Perhaps the finest Backpedaling occurs following a betrayal. The concerted self-saboteur seems to eventually betray everybody who was fool enough to rely upon being in his orbit. His gravity cannot hold any opposing body, and everybody eventually opposes him on something, if only in his hyperactive age-addled imagination. Some of his fiercest defenders have been downed by what had recently been friendly fire when The Self-Saboteur-In-Chief gets a notion. Few assaults seem so vicious, for they threaten the self-saboteur's most precious possession, their self-proclaimed reputation for infallibility. The self-saboteur repeats this fable above all others, that he represents the most brilliant and least error-prone of the whole species. He thinks of himself as infallible, so it sparks a crisis whenever evidence appears that he might have committed an error, especially in his ever-reliable judgment. He judges himself harshest who has the most unerring judgment. Then, the incumbent commences Backpedalling. If his minions seem absurd when trying to reverse the inexorable march of history, the incumbent looks much worse. He's the last to notice.

Fortunately for his tender, well-cultured self-esteem, he seems incapable of admitting he ever makes an error. Sure, he chose only the best and brightest. Still, it's uncanny, some say, how many of those presumed perfect persons are ultimately discovered to have deceived our innocent and well-meaning Chief Executive. They were slobs dressed in clever camouflage and not uncovered until well after their appointment. That the guilty party reportedly mentioned something untoward at a dinner party might even be forgotten among the smoke display and the glittering mirror accompanying the Chief's Backpedalling, which almost qualifies as genuinely inspiring. Such Chutzpah! Such Skill! Such an absolute lack of anything anyone could ever mistake for credibility!

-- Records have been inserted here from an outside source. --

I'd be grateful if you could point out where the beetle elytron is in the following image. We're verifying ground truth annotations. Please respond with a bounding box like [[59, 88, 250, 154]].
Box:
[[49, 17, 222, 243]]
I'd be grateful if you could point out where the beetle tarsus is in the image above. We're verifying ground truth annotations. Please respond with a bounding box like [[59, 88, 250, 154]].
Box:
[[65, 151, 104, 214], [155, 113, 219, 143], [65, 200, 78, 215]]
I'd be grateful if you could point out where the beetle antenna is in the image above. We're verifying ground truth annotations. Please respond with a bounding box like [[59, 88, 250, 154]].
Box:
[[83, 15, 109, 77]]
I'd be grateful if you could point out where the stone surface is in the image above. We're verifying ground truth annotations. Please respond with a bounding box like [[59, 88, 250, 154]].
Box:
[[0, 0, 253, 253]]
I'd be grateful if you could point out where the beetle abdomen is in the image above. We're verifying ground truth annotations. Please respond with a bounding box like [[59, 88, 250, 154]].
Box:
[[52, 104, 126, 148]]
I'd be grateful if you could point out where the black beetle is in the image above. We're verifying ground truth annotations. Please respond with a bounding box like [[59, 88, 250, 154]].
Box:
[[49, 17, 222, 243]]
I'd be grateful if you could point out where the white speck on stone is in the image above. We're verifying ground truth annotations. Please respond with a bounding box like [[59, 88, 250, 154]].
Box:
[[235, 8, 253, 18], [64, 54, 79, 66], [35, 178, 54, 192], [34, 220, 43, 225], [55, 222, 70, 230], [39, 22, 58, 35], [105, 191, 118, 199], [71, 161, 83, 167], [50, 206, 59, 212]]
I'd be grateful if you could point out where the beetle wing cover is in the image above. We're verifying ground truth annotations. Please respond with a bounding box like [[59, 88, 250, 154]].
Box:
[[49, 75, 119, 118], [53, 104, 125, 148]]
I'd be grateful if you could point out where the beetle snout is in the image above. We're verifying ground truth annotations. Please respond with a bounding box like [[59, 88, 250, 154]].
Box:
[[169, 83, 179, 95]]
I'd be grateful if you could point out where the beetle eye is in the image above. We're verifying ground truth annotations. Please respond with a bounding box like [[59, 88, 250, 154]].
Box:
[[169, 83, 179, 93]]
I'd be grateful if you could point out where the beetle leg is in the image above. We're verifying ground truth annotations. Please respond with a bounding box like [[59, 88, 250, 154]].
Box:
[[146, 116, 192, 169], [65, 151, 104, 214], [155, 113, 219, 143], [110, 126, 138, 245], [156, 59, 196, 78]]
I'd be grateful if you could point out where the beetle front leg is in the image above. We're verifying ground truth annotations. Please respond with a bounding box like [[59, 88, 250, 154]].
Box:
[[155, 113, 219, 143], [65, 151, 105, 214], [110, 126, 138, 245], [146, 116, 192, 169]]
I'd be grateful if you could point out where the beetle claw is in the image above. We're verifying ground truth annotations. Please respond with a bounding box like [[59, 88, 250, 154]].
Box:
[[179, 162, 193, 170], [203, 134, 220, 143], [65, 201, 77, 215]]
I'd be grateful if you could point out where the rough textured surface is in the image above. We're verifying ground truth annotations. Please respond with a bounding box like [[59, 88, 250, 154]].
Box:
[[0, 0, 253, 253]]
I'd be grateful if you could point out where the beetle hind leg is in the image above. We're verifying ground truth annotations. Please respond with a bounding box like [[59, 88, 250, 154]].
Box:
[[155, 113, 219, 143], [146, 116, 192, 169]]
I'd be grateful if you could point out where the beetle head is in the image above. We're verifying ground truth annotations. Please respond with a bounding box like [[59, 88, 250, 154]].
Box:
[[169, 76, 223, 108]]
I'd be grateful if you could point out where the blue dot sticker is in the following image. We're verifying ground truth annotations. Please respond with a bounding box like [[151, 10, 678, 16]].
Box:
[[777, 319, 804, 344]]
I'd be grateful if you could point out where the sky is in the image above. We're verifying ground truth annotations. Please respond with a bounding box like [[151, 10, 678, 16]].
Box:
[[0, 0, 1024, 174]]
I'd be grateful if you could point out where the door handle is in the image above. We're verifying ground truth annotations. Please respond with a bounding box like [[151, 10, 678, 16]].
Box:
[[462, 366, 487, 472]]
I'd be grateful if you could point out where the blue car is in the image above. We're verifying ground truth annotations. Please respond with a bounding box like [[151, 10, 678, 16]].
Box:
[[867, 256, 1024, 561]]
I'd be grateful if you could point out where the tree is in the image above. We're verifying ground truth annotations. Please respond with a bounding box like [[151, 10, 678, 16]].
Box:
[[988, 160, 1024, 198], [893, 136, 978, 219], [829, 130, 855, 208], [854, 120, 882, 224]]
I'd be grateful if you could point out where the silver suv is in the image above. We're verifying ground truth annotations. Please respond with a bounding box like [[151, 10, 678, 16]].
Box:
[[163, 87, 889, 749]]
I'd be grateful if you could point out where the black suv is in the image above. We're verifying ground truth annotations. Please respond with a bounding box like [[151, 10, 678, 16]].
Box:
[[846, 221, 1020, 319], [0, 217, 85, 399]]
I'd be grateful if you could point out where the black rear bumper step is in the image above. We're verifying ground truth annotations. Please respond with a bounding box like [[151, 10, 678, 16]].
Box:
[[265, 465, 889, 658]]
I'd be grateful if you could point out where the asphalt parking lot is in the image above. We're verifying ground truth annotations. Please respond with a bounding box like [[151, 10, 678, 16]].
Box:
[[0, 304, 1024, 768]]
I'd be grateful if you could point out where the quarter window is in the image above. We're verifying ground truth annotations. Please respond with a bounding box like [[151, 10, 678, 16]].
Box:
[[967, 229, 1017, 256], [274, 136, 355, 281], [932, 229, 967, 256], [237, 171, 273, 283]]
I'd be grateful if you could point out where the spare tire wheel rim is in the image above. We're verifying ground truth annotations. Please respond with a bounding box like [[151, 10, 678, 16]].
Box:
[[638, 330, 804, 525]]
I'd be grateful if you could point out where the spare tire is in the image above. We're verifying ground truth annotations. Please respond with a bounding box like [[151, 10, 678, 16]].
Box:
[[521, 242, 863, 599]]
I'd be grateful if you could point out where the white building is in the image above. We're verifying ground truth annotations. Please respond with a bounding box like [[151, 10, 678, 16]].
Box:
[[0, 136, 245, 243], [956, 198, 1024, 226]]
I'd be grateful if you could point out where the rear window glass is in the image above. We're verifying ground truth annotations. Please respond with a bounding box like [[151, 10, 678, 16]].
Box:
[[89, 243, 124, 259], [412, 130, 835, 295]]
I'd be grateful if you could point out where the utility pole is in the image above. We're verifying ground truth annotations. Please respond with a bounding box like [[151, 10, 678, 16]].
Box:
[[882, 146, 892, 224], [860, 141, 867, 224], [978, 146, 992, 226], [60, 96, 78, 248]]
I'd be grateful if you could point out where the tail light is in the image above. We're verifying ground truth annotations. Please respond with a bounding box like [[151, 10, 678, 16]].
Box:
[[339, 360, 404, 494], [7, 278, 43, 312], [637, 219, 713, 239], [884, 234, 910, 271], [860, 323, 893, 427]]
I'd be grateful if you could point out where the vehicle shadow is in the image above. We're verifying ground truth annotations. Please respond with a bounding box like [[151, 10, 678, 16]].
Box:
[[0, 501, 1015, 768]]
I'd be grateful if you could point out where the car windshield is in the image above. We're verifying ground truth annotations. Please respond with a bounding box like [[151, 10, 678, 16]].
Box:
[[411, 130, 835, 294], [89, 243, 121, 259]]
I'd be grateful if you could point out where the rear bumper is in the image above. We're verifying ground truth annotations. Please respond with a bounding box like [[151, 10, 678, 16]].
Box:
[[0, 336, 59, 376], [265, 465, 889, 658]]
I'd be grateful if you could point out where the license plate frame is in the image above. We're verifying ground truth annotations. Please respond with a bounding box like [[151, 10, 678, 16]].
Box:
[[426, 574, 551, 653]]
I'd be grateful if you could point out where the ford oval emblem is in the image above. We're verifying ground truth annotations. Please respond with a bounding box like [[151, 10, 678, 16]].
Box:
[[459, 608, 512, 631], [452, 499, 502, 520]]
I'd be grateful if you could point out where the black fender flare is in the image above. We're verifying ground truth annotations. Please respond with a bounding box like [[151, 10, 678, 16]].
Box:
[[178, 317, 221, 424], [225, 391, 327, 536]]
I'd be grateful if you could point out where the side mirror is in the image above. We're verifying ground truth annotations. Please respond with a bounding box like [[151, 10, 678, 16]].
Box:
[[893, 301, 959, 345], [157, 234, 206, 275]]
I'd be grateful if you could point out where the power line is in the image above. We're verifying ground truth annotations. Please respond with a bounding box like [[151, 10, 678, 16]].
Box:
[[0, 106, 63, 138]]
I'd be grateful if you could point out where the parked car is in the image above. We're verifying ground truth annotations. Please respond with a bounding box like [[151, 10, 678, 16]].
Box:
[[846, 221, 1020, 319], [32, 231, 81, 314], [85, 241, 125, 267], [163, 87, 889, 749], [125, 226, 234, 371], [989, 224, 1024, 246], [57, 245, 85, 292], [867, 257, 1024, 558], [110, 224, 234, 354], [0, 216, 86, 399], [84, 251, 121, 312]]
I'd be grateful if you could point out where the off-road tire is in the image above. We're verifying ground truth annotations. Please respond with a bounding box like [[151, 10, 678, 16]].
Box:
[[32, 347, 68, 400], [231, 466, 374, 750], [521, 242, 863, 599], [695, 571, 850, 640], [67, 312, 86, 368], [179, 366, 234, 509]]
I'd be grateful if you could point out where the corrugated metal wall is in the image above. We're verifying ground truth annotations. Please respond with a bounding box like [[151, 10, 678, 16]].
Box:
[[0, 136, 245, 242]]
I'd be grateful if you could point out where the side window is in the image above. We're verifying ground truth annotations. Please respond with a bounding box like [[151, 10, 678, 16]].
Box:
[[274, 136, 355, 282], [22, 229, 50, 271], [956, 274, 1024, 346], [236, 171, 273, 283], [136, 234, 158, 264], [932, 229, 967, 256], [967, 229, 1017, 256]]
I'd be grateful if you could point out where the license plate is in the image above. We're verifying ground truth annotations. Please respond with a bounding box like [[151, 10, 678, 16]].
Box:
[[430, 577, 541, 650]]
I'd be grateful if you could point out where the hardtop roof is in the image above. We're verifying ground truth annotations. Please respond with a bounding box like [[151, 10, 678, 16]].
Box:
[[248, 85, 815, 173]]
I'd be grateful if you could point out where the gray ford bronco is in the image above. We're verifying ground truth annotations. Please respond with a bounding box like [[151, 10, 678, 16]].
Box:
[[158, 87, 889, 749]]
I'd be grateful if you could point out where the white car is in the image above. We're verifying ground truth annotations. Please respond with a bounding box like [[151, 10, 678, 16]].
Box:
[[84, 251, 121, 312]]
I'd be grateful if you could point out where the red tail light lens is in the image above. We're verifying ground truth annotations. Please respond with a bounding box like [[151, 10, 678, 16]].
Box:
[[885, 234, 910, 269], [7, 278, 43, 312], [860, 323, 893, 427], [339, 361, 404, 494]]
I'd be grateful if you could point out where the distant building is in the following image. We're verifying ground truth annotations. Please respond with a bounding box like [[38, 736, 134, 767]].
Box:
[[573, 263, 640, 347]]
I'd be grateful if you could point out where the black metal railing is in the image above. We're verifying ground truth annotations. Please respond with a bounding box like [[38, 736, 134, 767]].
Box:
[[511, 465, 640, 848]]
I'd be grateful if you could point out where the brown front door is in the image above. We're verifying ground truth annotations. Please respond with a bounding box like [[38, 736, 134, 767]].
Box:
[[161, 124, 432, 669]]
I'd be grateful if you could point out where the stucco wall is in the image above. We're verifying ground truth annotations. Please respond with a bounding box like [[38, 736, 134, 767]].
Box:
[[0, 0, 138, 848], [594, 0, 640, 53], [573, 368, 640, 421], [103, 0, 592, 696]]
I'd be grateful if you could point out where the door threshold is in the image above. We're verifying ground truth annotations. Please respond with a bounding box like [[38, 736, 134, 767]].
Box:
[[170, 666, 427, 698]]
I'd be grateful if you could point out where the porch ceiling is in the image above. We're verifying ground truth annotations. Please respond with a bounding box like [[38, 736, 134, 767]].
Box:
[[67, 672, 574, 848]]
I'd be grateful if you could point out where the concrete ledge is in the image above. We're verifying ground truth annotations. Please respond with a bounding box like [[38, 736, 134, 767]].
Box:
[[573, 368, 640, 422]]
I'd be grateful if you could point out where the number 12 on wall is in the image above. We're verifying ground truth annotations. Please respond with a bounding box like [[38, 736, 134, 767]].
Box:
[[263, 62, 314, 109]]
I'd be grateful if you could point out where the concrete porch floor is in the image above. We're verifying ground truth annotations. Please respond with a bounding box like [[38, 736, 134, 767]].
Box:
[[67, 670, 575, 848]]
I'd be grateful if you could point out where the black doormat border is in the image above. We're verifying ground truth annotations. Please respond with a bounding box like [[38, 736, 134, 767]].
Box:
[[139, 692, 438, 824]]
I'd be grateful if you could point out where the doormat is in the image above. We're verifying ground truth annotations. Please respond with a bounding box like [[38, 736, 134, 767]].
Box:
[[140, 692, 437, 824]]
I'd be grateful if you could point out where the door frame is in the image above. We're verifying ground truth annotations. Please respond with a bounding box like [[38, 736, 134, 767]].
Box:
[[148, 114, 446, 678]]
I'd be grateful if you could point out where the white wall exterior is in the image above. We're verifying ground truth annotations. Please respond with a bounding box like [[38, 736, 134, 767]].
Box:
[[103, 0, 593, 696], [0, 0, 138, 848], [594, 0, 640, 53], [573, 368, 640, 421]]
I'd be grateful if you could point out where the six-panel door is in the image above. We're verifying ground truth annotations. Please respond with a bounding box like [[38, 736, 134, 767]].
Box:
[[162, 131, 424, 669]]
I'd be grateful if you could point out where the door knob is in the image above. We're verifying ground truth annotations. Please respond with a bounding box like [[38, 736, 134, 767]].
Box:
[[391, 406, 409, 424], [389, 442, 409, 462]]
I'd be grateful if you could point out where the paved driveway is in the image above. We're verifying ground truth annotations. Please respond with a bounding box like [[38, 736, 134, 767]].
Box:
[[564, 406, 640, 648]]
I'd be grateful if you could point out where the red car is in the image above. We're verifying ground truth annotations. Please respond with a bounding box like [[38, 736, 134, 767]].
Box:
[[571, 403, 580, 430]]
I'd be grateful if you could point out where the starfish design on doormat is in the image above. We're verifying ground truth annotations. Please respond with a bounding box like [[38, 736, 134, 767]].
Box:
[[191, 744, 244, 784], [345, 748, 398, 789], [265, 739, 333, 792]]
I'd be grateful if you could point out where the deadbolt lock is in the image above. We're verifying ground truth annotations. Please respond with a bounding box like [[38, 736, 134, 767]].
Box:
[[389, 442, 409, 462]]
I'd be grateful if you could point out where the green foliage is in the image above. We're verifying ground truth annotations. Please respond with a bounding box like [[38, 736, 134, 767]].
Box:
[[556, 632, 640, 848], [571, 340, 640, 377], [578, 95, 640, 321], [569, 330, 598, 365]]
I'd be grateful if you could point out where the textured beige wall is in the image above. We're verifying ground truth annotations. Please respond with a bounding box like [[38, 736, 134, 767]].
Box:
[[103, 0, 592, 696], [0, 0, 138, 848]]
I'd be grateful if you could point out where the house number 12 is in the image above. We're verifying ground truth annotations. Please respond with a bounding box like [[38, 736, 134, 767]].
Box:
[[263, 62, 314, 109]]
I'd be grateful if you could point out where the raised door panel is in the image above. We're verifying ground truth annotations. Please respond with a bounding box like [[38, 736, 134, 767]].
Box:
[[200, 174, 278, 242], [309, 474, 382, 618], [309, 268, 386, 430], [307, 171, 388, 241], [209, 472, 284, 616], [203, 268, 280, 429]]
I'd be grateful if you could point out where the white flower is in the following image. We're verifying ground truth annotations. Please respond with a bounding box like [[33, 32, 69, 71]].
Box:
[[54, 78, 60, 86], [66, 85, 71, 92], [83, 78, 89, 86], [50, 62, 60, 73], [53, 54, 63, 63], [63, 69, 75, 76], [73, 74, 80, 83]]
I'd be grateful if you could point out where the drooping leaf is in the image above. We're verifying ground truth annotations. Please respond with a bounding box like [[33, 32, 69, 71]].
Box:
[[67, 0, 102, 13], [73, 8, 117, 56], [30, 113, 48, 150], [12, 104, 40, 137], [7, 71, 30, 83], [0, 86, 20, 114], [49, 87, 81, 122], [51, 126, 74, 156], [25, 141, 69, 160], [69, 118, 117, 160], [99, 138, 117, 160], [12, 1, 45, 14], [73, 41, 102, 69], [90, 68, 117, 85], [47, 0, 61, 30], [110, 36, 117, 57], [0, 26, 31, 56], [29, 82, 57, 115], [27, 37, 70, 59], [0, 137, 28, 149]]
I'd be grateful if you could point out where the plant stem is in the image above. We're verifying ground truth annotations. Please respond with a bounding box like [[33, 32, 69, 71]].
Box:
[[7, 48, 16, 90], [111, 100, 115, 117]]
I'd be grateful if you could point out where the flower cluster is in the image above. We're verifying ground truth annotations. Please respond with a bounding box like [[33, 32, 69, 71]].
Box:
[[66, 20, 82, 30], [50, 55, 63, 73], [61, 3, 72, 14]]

He thrives, though, on just this sort of display, for he believes his shady story even when, even if, nobody else in this universe ever did.

The successful Backpedaller ultimately displays their ability to deny, even when—especially when—nobody else in this universe or any other ever believes a word of the story. They still declaim their story and even seem to find it inspiring. Their self-esteem, which might have otherwise taken a hit, emerges deepened and broadened from the experience. An almost beatific aura encircles our protagonist's head, and all's more than merely right with this world again. The world seems better for having misplaced truth and candid honesty for a few soul-satisfying seconds. If this world is a stage and we're all actors, the production we perform in must be a farce worthy of a better playwright than even Candide. Our play's cast seems filled with actors who firmly believe they are not acting, with a few even convinced that they are the playwrights of the lines they're reciting. But peering beside and perhaps even behind Backpedaling, we might glimpse some Divine Comedy unfolding there, where ignorance and self-deception inform those actors much better than even intelligence might. They exclusively hide behind only the lamest excuses. They insist that they had completed their homework before the dog ate it. They had cleaned the house just before a rogue localized dust storm undid all their effort. Most convincing to themselves if to nobody else, they truly never knew nothing, and certainly nothing for certain. Seriously, this is the first I've heard about this. If I had known in advance, I would never have allowed it to happen. Yadda yadda, spink, spank, spink!